This post is part of a series on Ray Bradbury and his book, “The Martian Chronicles,” which will run from Memorial Day weekend through Labor Day weekend.
This is the last of the short vignettes, as the stories that follow this one are all ‘full’ stories that stand very well on their own. It ties in with “The Luggage Store,” as the outbreak of war on Earth creates a wave of homesickness among the settlers on Mars. It is as though they have been dreaming while on Mars but the sight of the burning Earth wakes them from the dream, and they all think of loved ones they haven’t seen or heard from in while, and that is the beginning of the exodus back to Earth, though of course, not everyone goes …
THE SILENT TOWNS
Without a doubt, “The Silent Towns” was always a crowd favorite among my students when I taught The Martian Chronicles. While the last three stories after this are fairly dark, this one is light and humorous and quite the foil to the atomic-holocaust backdrop that Bradbury has painted for it. What’s more, Bradbury plays on the old “not if you were the last person on Earth” theme (only its Mars, of course) with very entertaining results.
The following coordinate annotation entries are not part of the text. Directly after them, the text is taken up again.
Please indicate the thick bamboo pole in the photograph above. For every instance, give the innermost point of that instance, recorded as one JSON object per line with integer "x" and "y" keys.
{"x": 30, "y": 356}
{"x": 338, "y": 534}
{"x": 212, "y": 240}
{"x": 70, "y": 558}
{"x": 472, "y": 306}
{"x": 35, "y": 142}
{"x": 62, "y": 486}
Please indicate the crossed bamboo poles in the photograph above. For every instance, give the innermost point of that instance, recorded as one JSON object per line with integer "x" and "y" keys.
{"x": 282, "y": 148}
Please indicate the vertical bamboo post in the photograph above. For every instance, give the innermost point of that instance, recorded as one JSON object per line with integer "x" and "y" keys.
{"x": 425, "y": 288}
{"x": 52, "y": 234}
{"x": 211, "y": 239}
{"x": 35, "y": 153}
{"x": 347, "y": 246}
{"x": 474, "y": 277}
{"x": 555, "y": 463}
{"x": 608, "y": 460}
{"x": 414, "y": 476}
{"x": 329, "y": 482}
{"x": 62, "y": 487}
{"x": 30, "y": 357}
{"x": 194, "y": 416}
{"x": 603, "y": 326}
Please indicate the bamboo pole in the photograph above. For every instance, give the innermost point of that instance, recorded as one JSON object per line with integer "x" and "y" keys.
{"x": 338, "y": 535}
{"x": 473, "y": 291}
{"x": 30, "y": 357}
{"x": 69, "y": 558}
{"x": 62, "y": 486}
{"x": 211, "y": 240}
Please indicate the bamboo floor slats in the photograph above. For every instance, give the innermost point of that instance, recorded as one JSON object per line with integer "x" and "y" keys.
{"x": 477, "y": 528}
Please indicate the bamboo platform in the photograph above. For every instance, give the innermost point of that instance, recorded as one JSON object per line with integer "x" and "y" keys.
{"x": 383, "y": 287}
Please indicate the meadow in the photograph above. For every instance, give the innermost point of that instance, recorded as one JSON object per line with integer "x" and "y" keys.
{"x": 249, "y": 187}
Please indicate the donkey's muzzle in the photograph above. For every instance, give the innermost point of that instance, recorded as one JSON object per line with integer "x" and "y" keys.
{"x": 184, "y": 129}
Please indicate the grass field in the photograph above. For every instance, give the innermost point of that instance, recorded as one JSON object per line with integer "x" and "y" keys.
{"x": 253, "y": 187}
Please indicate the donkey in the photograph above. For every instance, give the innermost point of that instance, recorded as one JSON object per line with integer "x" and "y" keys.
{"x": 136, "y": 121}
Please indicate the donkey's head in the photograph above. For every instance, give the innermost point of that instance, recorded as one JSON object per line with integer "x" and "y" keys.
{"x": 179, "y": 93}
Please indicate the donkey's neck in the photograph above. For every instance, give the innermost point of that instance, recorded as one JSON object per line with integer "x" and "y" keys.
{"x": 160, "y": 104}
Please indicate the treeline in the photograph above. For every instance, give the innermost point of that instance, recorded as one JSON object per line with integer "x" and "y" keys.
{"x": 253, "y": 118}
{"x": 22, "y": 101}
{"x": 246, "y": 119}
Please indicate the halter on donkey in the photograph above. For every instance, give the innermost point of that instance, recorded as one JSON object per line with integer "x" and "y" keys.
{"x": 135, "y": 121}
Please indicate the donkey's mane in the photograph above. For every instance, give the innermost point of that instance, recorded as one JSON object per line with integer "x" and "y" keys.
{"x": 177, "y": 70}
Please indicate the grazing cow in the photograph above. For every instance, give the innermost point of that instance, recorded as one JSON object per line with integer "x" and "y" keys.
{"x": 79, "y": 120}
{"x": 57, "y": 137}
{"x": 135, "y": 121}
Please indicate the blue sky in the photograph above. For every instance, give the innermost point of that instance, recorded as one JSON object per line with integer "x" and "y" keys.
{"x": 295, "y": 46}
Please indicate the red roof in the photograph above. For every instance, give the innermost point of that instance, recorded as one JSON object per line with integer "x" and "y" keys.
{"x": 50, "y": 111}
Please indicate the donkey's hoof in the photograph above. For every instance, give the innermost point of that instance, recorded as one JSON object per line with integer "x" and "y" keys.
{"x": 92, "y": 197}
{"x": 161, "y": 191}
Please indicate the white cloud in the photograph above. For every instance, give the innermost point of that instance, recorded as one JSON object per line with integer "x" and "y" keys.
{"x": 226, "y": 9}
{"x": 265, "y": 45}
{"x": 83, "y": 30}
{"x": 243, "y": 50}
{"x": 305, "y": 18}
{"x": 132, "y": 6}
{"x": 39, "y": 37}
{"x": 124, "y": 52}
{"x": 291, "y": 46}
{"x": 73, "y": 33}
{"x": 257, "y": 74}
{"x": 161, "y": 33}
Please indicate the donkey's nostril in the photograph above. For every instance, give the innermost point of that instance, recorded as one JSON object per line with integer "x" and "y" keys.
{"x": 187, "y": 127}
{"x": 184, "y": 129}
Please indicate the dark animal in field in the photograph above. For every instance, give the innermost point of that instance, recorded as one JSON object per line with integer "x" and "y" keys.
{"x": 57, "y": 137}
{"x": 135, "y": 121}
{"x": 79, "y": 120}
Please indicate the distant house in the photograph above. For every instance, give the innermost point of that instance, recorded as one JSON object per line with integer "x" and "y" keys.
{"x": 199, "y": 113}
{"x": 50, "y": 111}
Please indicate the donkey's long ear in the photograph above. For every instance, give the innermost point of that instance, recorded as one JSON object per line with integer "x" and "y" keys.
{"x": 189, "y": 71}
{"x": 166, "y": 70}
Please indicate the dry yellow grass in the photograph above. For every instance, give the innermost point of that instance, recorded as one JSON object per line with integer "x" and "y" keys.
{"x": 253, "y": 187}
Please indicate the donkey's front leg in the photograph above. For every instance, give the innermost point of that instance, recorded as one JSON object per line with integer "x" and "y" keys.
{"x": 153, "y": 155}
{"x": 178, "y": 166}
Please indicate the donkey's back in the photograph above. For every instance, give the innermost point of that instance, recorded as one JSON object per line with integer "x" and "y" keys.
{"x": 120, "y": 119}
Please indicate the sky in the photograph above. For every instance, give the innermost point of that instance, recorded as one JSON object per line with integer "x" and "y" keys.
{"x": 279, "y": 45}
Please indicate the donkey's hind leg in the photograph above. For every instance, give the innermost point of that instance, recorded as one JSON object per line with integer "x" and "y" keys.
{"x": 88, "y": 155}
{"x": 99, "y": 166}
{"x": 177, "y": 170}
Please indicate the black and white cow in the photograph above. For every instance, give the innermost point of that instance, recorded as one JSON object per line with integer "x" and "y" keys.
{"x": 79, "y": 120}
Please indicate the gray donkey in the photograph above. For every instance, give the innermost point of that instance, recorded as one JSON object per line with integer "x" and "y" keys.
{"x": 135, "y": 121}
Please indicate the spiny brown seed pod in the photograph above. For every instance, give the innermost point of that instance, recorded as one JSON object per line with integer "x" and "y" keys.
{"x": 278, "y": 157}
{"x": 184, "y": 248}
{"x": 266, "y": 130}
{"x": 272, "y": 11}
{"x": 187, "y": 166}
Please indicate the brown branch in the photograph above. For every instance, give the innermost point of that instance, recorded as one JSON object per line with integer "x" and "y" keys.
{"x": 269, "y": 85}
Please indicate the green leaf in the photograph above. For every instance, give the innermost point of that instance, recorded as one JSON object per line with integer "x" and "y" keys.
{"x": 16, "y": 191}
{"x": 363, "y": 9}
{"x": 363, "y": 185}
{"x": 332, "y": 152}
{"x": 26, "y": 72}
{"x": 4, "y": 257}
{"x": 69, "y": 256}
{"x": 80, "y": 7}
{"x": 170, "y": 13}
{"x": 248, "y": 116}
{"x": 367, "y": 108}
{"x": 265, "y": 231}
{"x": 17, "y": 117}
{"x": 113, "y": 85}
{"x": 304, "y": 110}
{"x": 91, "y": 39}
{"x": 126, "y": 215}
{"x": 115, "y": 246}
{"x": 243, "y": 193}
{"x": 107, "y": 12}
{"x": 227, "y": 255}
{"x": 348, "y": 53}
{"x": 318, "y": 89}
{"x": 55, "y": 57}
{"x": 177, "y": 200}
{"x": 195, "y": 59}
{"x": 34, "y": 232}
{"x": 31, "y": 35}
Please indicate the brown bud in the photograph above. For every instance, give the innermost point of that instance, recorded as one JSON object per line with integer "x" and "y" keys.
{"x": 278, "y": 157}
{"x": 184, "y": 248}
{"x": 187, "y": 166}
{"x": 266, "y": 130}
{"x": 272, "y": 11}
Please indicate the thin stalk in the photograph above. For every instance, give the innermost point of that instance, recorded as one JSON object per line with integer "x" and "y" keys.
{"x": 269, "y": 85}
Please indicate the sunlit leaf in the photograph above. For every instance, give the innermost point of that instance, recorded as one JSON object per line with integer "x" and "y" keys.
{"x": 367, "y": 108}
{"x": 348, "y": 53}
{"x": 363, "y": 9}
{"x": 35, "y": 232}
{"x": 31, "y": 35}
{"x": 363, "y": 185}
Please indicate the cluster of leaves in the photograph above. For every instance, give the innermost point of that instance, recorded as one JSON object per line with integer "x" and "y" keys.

Poor Walter Gripp. He lives remotely and missed all the hubbub and the mass return to Earth. Now he’s all alone. Only, he hears a phone ring & realizes someone else is still on Mars. He desperately hopes that someone is a ‘she.’
It is. It is Genevieve Selsor. Walter tracks her down by calling the largest beauty parlor in a place called New Texas City – after all, where else would a woman be when the world is deserted and she can be anywhere she wants to be? (No hate mail please, this is Bradbury ‘winking’ at the reader…)
Alas, the call is interrupted before they get very far, and a delirious Walter drives the 1000 miles to New Texas City, singing a song of his own making in homage to Genevieve, Oh Genevieve, sweet Genevieve, the years may come, the years may go… I’m not sure why I always found this so amusing, but the image of the already besmitten Walter on his way to see Genevieve makes me chuckle, mostly because I’ve read the story before & know what he’s going to find.
Of course, by now, the reader who has been paying attention knows enough to know what’s coming, at least, she knows enough not to trust Bradbury here. He likes a twist, especially cruel ones, and things can’t end well for Walter, can they?
Well, after finding Genevieve gone from New Texas City, Walter has to drive the 1000 miles back to where he’d been (and to where Genevieve had gone in her own excitement) to finally meet her. Oh, and meet her he does. She’s not quite the dream girl Walter had hoped for. She’s like a dream, as nightmares count as dreams, and she’s both awful to look at and awful to be with.
They spend a perfectly terrible day together, full of much unpleasantness for Walter, and then comes the final straw – Genevieve tells him about the wedding dress she’s picked out. That’s all poor Walter can take, and he makes a run for it, going to his car and tearing out of town.
He puts 10,000 miles between himself and Genevieve Selsor, finds a nice small town, and lives there with enough food and cigars to last as long as he needs to. And as the last line says, “… when once in a while over the long years the telephone rings – he doesn’t answer.”
Well played, Mr. Bradbury, well played.